The night he told me he was leaving, he slept on the couch with the TV blaring. I lay in bed trying to process what was happening. The whole thing was so confusing. I remembered Penny’s face the first time I told her I was seriously dating him. “Oh. My. God,” she’d said. “Don’t blow it.” Ben was kind of a catch. He went to prep school and moved through life like a knife through soft butter. Ben was the kind of guy Penny would know.
Penny and I grew up in Chesterville, Connecticut, a medium-size town that had previously been two small towns—one affluent, one working class. When things were rezoned in the 1950s to create a single town with a single public high school, the result was a town divided like you’d see in a John Hughes movie. If you lived up the hill, your parents were likely professionals. If you lived down the hill, your parents worked a trade. If you were me, your dad was in the business of cleaning all the professionals’ pools.
The divide in our town was something I almost never thought about. I took the bus to school with the kids in my neighborhood, and we played in one another’s yards after school. We spent our vacations at the public pool, which my dad also cleaned. In high school, my friends and I made fun of the hilltoppers’ pretentious clothes and sweet-sixteen convertibles that were invariably crashed and replaced within a month. I felt comfortable in my little house, in my faded jeans, where I knew exactly what to expect.
But not Penny. She wanted to be up that hill.
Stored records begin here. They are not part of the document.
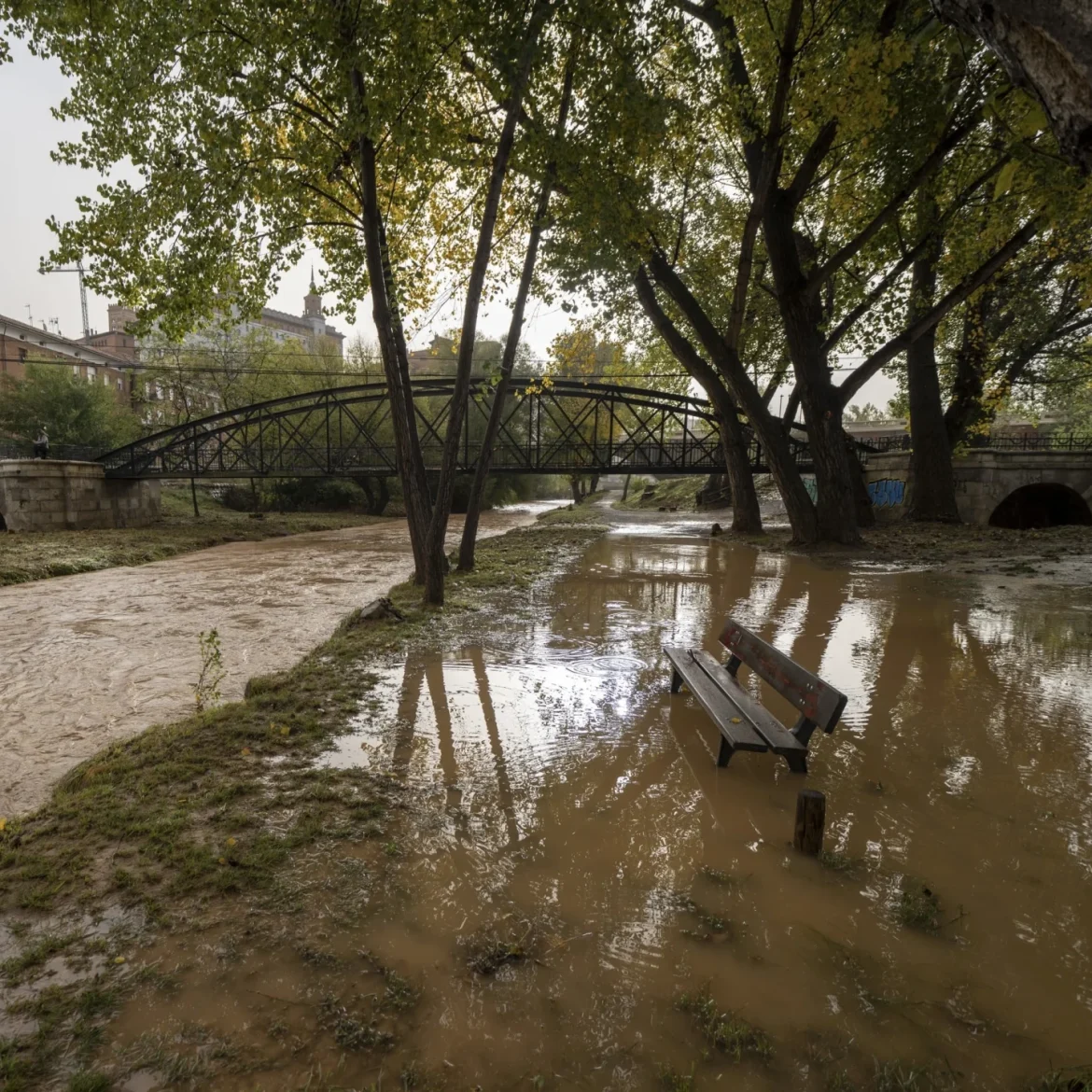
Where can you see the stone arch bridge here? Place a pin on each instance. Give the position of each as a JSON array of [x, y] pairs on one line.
[[1016, 482]]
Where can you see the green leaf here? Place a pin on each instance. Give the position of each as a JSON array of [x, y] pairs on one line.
[[1004, 177]]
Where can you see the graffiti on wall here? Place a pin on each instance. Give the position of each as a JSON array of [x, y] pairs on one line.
[[887, 493]]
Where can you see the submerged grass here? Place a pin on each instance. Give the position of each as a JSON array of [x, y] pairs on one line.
[[918, 907], [216, 805], [726, 1031]]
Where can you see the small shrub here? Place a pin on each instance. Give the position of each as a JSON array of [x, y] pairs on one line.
[[726, 1031], [206, 688], [88, 1081], [918, 909]]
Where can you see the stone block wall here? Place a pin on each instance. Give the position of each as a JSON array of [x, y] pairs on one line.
[[983, 479], [55, 495]]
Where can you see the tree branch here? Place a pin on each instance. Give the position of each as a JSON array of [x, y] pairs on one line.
[[927, 321], [929, 167]]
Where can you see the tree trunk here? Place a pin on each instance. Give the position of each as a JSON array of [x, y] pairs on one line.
[[746, 516], [407, 454], [931, 485], [798, 507], [964, 409], [802, 315], [514, 329], [1045, 45], [441, 508]]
Starting in middle school, she emulated the hilltop girls and the way they put themselves together. When they bought new skinny jeans, Penny spent the weekend on my mom’s sewing machine tapering the legs of her Levi’s. When they cut bangs, Penny followed suit. This never would have gotten her anywhere, but in the tenth grade Penny tried out for the spring musical and landed a leading role along with a handful of the hilltop girls. After prolonged exposure to Penny’s giant heart and passion for fun, they became her real friends. The transition was seamless, making me think that Penny had always been a hilltopper just biding her time in our twelve-hundred-square-foot ranch.
Throughout college and when she moved to Manhattan afterward, these were the circles in which she ran. I was surprised to learn that these circles are everywhere and they overlap in the oddest ways. Rich people, it seems, all know one another tangentially. So I guess I wasn’t surprised when I called her from Amherst to tell her about Ben, and she knew exactly who he was.
While I never bought into the glamour of the hilltopper, when I met Ben I sort of became taken by the ease of it all. His quiet expectation that the world would arrange itself around his whims. His confidence that he would never be called out or punished for any wrongdoing. He was that kind of slightly mean guy that made you feel superior if he liked you. Since the day he picked me, I’d done everything I could not to blow it. And yet here we were.